An exploration of Theodor Storm's The Dykemaster


An exploration of Theodor Storm's The Dykemaster
An exploration of Theodor Storm's The Dykemaster
A discussion of Theodor Woldsen Storm's The Rider on the White Horse (also published as The Dykemaster).
Contunico © ZDF Studios GmbH, Mainz

Transcript

NARRATOR: "The Dykemaster" is one of German writer Theodor Storm's most famous novellas. The book is set in northern Germany. A traveller encounters a pale rider on a white horse. The rider passes by him like an eerie shadow only to plunge into the waves of the stormy North Sea. The traveller sees the lights of an inn, which he enters and where he proceeds to tell of what he experienced. Such venues where people go to shoot the breeze still exist in northern Germany. Now, as then, "The Dykemaster" continues to be a topic of interest here in the north.

KARL ERNST LAAGE: "Storm's novel is more than just a national epic, it is actually symbolic of an eternal human story: the eternal battle between man and nature."

NARRATOR: Husum, in Northern Friesland - it is the birthplace of Theodor Storm. Storm loved the provincial tranquillity of Husum, which is the prevailing theme of his stories.

The house Theodor Storm lived in is now a museum. Storm lived here with Dorothea Jensen, his second wife. He wrote poems here, and short novels, like "The Village on the Moor," "The Senator's Sons" and "Renate." He continually seizes upon subject matter from northern Germany stories. It is the gothic tales and chilling fairy stories that capture his imagination, demonic and eerie narratives. And that is just where the material of "The Dykemaster," one of his later works, is derived from. It is a piece of world literature.
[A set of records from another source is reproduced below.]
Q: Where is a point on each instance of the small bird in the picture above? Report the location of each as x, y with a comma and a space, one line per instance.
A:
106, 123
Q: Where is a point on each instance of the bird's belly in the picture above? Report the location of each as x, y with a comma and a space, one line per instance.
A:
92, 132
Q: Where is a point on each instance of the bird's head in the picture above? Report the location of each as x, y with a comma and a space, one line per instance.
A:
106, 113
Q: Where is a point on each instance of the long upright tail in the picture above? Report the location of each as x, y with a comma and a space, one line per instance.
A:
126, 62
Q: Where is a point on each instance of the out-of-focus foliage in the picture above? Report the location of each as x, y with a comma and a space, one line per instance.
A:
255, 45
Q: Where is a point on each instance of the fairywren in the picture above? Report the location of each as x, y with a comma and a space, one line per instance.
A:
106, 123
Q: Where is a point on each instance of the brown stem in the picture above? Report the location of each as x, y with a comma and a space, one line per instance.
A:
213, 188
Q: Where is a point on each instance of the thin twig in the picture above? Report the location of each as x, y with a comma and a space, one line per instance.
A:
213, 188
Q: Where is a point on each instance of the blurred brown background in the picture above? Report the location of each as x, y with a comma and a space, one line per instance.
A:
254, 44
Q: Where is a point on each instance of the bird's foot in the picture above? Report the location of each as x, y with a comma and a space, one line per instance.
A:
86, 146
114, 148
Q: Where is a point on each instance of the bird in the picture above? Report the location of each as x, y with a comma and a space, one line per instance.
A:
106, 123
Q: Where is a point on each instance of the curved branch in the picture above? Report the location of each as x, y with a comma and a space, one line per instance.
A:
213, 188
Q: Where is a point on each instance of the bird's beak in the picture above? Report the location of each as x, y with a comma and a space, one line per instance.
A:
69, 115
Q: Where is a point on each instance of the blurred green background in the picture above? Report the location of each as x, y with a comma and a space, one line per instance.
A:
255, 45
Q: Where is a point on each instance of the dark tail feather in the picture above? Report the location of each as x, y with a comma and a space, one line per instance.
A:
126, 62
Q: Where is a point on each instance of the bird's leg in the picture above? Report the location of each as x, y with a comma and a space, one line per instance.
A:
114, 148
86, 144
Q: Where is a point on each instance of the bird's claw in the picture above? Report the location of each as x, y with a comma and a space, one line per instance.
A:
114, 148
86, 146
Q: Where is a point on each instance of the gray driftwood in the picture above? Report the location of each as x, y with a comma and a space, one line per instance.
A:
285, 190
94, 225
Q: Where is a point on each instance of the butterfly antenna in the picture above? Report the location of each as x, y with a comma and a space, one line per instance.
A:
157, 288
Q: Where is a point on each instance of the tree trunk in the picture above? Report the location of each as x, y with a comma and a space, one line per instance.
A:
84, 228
"The Dykemaster" is the story of one man's battle against the pigheadedness of the majority. Dykemaster Hauke Haien is the main protagonist of the story. He devises a new type of dyke that slopes as it goes towards the sea. The villagers are not at all happy with his new construction. And in general they consider Hauke Haien to be a kind of phantom. It is said that he rides a bewitched horse over the dykes each day. He bought the sick and bedraggled white horse off a traveller. The villagers are certain that horse couldn't be transformed in such a way. They conjecture that the beautiful horse is the reincarnation of a dead horse's skeleton that was found on a holm. The gracious horse is therefore viewed as more devil than animal.

Their ill-will grows. When a storm tide is about to hit, they decide to destroy Hauke's new dyke. He is able to stop them, but loses his wife and daughter to the tides.